Of course though, if you’ve watched the trailers - or played any Arkane game - you’ll know it’s not just the weapons that are part of your toolkit, you’ve got abilities too. Unfortetly, our playthrough only meant I could experience one character, which in my case was Layla, who could summon a lift to help provide a jumping boost, a telekinetic umbrella that blocked bullet fire (and send it back), as well as one final ability to summon her Vampire Ex-Boyfriend to join the fight.
As you’d expect, there’s a whole skill tree system involved where you can pump points into improving or tweaking your characters abilities, but I wasn’t able to dig too deep into this side of the game in the timeframe. That being said, the abilities did add an interesting extra mechanic to use when things get too hairy or you need an extra edge.
Strictly speaking as someone who only got to experience the game in its single-player format, there's certainly a lot to enjoy and I'd certainly be itching to unravel the full story from start to finish. Not to mention, to give other characters a try to see what their unique toolkits bring to the party.

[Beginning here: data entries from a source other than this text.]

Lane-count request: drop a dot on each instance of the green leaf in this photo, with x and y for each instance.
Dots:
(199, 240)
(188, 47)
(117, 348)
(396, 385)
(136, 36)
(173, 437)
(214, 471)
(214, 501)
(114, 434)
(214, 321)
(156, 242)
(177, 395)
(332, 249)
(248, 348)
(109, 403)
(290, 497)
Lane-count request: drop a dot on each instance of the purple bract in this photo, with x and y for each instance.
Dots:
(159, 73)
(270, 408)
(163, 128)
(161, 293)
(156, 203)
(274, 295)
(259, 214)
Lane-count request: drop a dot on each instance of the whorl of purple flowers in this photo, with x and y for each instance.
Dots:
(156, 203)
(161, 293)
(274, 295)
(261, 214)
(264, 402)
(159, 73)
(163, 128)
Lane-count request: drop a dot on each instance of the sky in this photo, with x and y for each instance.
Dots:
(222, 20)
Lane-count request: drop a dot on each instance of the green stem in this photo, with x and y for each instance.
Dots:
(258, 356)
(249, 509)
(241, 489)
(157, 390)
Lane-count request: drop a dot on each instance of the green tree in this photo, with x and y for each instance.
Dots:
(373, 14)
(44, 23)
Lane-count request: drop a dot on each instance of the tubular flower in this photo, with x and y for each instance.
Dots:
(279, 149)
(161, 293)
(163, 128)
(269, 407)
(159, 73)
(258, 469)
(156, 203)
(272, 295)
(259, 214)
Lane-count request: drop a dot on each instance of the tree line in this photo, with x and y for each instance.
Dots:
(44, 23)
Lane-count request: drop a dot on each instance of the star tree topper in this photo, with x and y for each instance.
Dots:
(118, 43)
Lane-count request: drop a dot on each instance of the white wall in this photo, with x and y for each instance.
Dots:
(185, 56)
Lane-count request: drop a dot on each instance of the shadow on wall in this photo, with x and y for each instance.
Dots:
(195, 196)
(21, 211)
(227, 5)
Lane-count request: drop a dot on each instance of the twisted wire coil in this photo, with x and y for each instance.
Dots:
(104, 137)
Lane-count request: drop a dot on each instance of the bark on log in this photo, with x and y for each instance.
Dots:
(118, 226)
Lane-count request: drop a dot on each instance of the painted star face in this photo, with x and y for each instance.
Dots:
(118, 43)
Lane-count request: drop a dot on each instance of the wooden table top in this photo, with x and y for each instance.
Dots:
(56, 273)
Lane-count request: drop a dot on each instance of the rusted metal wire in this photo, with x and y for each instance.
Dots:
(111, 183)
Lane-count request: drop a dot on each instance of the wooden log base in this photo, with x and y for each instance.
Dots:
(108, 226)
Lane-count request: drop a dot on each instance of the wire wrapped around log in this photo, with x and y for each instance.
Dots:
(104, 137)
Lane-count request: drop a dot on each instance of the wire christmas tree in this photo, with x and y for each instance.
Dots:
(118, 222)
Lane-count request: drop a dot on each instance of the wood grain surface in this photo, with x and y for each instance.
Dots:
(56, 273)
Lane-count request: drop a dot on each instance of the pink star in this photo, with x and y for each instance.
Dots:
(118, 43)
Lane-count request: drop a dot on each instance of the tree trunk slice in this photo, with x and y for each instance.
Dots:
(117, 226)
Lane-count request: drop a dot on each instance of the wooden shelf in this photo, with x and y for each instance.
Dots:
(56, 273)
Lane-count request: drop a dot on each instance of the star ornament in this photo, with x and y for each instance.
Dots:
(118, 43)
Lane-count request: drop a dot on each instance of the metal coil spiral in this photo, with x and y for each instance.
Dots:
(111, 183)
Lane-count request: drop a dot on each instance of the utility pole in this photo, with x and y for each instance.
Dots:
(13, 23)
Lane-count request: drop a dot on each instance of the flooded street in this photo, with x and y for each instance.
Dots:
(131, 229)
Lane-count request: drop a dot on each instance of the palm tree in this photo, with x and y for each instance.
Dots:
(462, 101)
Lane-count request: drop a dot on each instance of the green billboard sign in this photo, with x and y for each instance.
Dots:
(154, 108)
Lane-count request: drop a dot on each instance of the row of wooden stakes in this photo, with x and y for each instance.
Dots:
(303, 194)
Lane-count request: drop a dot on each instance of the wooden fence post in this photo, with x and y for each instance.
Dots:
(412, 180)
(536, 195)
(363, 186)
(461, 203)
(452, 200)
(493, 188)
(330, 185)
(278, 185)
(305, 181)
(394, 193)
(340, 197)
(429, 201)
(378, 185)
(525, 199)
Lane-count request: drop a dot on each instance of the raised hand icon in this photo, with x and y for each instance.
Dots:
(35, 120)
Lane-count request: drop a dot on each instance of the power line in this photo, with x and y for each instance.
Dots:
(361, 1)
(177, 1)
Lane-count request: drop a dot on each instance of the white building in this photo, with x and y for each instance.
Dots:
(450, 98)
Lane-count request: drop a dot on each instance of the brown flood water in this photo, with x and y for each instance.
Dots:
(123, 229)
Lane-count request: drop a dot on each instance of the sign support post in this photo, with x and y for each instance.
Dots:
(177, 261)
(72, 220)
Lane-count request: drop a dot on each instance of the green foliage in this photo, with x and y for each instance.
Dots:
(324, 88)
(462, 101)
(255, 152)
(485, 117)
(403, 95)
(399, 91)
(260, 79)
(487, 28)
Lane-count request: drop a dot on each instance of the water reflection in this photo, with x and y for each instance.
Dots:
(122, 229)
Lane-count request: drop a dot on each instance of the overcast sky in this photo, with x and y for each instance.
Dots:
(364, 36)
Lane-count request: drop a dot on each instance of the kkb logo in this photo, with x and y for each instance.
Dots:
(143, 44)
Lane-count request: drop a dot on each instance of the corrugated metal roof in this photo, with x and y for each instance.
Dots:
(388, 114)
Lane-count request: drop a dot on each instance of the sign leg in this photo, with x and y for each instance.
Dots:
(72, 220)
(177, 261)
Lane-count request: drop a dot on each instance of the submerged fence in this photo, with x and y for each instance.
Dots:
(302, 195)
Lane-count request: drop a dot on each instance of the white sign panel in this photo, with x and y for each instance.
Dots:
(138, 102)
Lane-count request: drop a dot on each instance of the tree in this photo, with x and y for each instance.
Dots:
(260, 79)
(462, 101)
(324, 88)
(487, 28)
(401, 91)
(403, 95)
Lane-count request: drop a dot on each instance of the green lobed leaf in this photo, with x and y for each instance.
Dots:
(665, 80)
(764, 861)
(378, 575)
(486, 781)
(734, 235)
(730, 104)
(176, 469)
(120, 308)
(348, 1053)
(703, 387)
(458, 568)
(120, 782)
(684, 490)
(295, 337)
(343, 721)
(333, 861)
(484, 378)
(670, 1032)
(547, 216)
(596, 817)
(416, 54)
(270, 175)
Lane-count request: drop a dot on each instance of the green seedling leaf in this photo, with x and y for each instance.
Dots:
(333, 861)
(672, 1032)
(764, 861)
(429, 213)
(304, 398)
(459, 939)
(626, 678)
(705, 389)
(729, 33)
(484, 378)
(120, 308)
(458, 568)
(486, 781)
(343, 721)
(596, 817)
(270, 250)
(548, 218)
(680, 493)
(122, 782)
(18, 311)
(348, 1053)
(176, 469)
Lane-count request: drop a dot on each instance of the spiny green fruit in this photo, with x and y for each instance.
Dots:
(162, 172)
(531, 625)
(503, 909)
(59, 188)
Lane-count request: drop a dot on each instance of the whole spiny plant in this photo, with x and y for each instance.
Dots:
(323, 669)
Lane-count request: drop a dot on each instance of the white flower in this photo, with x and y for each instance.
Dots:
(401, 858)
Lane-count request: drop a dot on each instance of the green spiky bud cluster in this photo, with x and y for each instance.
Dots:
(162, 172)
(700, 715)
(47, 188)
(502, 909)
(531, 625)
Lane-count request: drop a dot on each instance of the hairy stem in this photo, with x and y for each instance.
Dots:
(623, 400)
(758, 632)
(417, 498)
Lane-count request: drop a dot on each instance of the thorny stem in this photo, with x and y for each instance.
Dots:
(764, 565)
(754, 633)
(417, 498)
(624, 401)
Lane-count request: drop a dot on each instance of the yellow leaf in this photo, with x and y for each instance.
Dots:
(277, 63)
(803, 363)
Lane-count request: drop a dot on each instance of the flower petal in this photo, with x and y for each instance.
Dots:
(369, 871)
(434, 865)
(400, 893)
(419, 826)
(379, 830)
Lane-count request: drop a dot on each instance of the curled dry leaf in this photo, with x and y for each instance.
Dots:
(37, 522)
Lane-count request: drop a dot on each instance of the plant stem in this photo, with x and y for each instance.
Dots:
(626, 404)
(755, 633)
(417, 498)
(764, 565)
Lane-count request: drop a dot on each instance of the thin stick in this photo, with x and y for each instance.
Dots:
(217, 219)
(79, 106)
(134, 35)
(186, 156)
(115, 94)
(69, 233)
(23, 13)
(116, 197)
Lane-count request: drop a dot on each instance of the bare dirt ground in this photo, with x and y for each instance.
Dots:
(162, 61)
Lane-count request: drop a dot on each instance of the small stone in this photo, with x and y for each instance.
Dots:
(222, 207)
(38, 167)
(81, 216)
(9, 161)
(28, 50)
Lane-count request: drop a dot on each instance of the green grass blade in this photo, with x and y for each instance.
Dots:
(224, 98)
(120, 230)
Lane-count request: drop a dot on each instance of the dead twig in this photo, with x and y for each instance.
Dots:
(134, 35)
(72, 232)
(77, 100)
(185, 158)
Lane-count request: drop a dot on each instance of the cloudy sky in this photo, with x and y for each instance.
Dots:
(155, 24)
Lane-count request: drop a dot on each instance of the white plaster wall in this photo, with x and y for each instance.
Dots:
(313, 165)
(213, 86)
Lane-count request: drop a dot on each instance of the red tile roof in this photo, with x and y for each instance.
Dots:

If anything, some of the biggest issues I had with Redfall mostly stem from the open world it's set in and the somewhat less engaging storyline that's been spread across this town. But, Arkane has earned the right to stretch their legs and try something different, and it certainly still retains that Arkane magic under the hood.
Part of me wonders if perhaps, when played in a group of 2-4, if those bugbears will wash away, drowned out by the chaotic multiplayer mayhem unfolding around you. For now, I'll have to wait and see, but I'm certainly intrigued enough to want to sink my tooth into more of Redfall when it's released in May.
Redfall will release on Xbox Series X/S, PC and Xbox Game Pass on May 2, 2023.